The science behind Hokey Pokey is this:
When the golden syrup and sugar are heated it causes a reaction with the baking soda which creates carbon dioxide. The carbon dioxide is trapped in the heavier syrupy mixture which causes it to fluff up into the thick golden mixture. As it cools it sets into a firm solid.

Thursday, August 19, 2010

Clay Creations


Sleeves pulled up, newspaper down, clay boards out, tools at the ready, clay cut and..... time to experiment. We began our clay unit by looking at some clay creations made by Mrs O with students in the past. This made us aware of the range of possiblities that lay ahead of us in regards to clay sculpture. It was then time for us to experiment. We were each given a lump of clay to work with. We began by moulding it in our hands to warm it up and then manipulated it in a variety of ways. We tried rolling, stretching, poking holes, squeezing, pulling and pinching the clay. We had access to a range of tools and experimented with creating patterns and texture on our clay. This was a free time to explore the properties and possiblities when working with clay.
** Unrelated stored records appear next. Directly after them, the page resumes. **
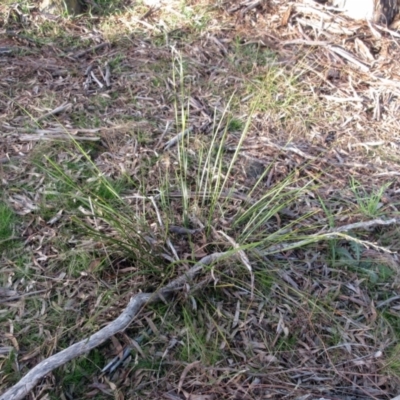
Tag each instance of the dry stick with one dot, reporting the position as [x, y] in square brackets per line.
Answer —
[58, 110]
[29, 381]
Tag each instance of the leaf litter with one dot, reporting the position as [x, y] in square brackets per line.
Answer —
[332, 115]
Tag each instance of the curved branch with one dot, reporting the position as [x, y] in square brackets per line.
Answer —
[29, 381]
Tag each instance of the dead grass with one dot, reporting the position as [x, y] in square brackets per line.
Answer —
[288, 141]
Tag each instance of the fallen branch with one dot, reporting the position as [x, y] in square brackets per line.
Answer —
[29, 381]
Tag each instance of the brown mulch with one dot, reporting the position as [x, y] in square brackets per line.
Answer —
[351, 72]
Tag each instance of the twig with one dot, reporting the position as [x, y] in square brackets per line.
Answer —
[331, 234]
[30, 380]
[96, 80]
[108, 75]
[58, 110]
[91, 49]
[177, 138]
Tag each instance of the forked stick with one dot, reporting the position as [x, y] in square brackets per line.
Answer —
[29, 381]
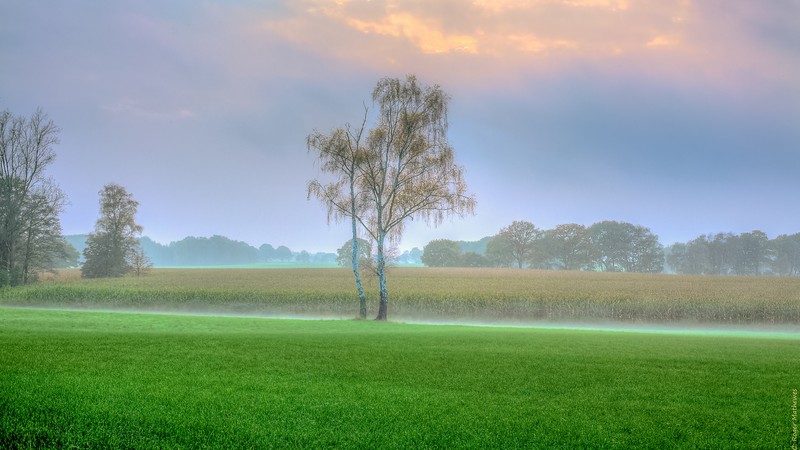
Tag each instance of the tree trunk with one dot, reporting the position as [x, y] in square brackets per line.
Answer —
[362, 300]
[384, 296]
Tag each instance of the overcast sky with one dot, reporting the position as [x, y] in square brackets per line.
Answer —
[679, 115]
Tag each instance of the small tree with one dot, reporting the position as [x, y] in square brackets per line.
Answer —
[110, 248]
[408, 169]
[521, 237]
[140, 263]
[405, 169]
[441, 253]
[344, 256]
[341, 153]
[30, 202]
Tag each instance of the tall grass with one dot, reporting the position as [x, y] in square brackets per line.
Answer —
[446, 294]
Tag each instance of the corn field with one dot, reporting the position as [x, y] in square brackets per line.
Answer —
[505, 295]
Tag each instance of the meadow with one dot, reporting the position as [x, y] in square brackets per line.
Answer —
[80, 379]
[487, 295]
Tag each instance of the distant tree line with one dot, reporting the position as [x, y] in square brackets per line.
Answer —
[30, 201]
[220, 250]
[611, 246]
[604, 246]
[216, 251]
[750, 253]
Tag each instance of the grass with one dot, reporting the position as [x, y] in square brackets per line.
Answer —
[108, 380]
[441, 294]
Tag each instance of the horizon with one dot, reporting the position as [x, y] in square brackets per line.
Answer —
[675, 115]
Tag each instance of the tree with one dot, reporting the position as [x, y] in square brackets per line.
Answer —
[624, 247]
[568, 246]
[751, 253]
[30, 202]
[340, 153]
[283, 253]
[344, 256]
[110, 247]
[521, 237]
[441, 253]
[68, 256]
[266, 252]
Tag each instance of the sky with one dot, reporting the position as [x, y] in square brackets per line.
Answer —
[682, 116]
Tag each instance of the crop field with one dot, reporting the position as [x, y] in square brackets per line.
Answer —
[80, 379]
[489, 295]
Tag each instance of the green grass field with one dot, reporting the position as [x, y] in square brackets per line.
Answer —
[77, 379]
[493, 295]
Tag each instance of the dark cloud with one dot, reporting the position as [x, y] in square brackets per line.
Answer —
[683, 120]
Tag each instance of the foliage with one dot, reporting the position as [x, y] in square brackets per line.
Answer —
[441, 253]
[97, 380]
[520, 238]
[624, 247]
[30, 202]
[344, 256]
[750, 253]
[110, 248]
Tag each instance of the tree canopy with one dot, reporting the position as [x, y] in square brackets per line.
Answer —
[30, 201]
[404, 170]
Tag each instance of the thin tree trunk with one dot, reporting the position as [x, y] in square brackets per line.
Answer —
[384, 296]
[362, 300]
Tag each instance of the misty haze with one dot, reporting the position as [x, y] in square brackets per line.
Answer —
[447, 224]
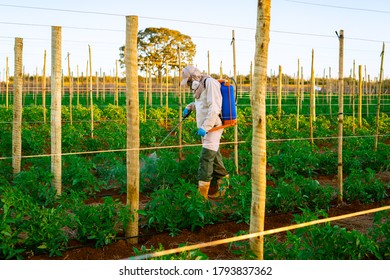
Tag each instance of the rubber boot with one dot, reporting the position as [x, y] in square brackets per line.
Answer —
[222, 184]
[203, 188]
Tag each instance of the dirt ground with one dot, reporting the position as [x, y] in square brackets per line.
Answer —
[122, 250]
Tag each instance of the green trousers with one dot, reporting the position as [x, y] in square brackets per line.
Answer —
[211, 166]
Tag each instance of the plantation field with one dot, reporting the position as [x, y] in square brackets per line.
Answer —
[87, 221]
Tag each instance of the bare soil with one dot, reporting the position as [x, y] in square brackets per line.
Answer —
[121, 249]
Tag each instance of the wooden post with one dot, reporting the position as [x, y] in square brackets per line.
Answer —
[360, 101]
[70, 91]
[236, 126]
[180, 108]
[90, 89]
[132, 113]
[78, 86]
[312, 98]
[279, 94]
[341, 116]
[259, 148]
[44, 87]
[56, 165]
[18, 107]
[298, 92]
[378, 109]
[6, 83]
[116, 96]
[208, 63]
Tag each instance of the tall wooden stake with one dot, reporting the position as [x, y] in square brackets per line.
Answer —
[56, 132]
[18, 107]
[341, 116]
[132, 114]
[236, 126]
[378, 109]
[259, 148]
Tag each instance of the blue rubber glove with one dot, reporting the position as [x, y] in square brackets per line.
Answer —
[201, 132]
[186, 112]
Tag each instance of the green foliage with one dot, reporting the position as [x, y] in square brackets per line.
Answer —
[380, 232]
[161, 44]
[78, 173]
[242, 248]
[176, 208]
[321, 242]
[187, 255]
[26, 225]
[297, 156]
[359, 154]
[294, 191]
[238, 198]
[36, 183]
[113, 112]
[34, 139]
[363, 186]
[100, 222]
[111, 169]
[33, 114]
[11, 217]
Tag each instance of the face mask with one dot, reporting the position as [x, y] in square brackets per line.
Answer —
[195, 85]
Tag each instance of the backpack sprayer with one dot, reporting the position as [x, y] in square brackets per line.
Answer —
[228, 112]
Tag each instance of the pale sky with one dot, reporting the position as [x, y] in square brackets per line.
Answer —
[297, 27]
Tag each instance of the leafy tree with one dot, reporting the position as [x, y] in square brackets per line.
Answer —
[158, 48]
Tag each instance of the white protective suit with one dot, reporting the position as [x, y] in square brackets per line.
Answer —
[208, 109]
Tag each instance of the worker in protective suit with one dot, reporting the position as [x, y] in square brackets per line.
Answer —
[207, 105]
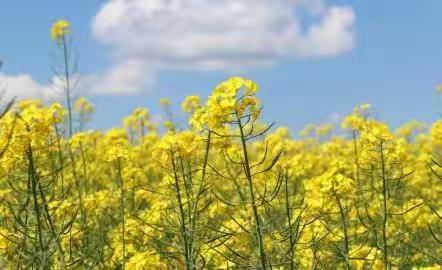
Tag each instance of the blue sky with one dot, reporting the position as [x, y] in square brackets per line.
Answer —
[394, 63]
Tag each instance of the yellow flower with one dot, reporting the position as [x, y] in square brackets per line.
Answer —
[60, 29]
[164, 102]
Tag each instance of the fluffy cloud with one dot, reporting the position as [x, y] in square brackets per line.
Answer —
[152, 35]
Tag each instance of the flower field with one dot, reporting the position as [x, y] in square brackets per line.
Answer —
[226, 192]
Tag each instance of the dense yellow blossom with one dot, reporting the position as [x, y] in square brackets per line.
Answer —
[365, 197]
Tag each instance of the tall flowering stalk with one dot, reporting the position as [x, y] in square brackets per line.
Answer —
[59, 34]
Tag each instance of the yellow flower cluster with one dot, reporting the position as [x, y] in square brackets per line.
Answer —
[59, 30]
[210, 197]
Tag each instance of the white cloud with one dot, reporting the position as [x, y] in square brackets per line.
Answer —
[126, 77]
[208, 34]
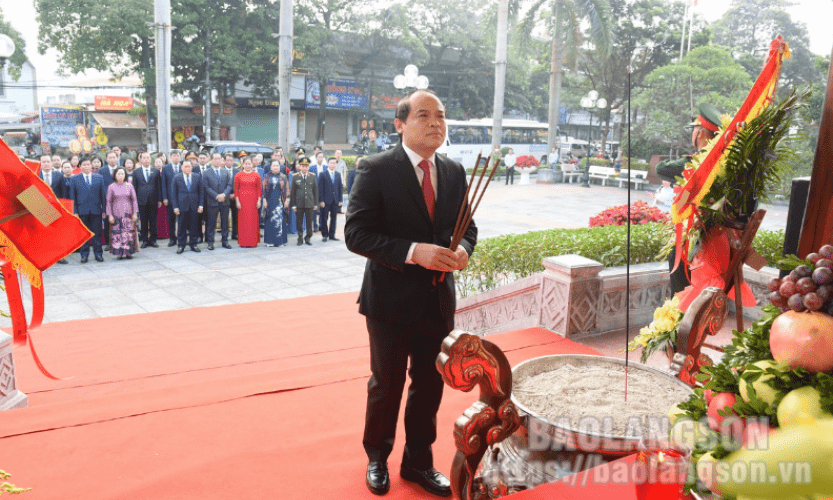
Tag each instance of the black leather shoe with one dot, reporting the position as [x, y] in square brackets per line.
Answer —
[431, 480]
[377, 479]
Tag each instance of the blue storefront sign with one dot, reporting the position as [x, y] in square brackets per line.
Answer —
[58, 124]
[341, 94]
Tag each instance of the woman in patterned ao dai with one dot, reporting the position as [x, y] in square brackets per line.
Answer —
[122, 211]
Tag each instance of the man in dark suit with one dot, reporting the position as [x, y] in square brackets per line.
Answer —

Our next challenge was a group one - to create pinched/pulled dinosaur sculptures. We all started off with our own piece of clay which we rolled into a ball. From this ball we had to pull out a dinosaur neck. Once this was completed we passed our clay onto our neighbour (in a circle around the group). We then had to pull out the four legs and feet. Once finished we once again passed our clay on again...... and again..... and again..... adding a neck, head, scales along it's back etc. Once completed we all had a dinosaur that had features made by different people in our group.
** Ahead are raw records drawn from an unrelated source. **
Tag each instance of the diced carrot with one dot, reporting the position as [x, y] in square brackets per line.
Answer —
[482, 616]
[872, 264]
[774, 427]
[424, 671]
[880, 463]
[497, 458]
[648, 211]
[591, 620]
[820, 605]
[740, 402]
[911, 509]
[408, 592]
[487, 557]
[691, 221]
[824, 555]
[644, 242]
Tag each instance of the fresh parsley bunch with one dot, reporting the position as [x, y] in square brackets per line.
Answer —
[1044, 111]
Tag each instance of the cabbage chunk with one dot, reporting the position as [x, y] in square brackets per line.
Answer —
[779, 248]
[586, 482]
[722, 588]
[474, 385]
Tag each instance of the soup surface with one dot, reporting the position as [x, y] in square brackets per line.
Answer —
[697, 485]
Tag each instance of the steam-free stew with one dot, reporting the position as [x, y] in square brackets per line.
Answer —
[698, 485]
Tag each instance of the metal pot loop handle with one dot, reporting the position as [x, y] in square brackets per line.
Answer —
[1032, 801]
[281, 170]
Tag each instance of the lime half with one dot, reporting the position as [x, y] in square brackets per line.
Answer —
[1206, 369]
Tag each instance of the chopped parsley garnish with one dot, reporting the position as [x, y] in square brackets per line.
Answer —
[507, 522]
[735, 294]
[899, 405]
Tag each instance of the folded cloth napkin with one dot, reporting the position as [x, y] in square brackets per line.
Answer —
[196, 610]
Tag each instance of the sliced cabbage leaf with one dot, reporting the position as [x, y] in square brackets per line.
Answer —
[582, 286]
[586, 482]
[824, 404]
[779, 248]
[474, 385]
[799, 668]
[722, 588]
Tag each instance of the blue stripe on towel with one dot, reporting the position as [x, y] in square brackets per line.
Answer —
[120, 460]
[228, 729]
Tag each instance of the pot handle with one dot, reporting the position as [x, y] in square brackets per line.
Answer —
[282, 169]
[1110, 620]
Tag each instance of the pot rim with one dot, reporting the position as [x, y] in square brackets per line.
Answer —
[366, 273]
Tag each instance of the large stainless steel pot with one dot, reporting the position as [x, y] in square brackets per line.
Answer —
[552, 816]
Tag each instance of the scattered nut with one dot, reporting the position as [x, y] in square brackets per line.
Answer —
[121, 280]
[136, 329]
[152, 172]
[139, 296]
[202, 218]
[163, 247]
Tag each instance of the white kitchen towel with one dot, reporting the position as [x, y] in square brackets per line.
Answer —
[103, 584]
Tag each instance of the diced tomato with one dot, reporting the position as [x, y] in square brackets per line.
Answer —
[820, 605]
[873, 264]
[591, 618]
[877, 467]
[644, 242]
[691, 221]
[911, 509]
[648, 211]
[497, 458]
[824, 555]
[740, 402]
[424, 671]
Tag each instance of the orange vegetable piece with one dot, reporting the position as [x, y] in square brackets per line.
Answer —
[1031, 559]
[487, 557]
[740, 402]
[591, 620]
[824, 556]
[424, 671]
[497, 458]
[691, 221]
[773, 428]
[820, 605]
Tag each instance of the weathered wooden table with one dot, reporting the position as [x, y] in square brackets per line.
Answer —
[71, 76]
Our final task of the day was to use our skills developed today to create a clay creature.
We began with a ball of clay and had to pinch or pull out the body parts and features (no joining of clay allowed). We ended up with a wide range of creatures - penguin, dog, snake, spider, snail, bull, bird, turtle....
We had to make sure that we used the damp sponges to keep our clay moist so that it didn't develop cracks and dry out too much as we don't want bits falling off our sculptures as they dry.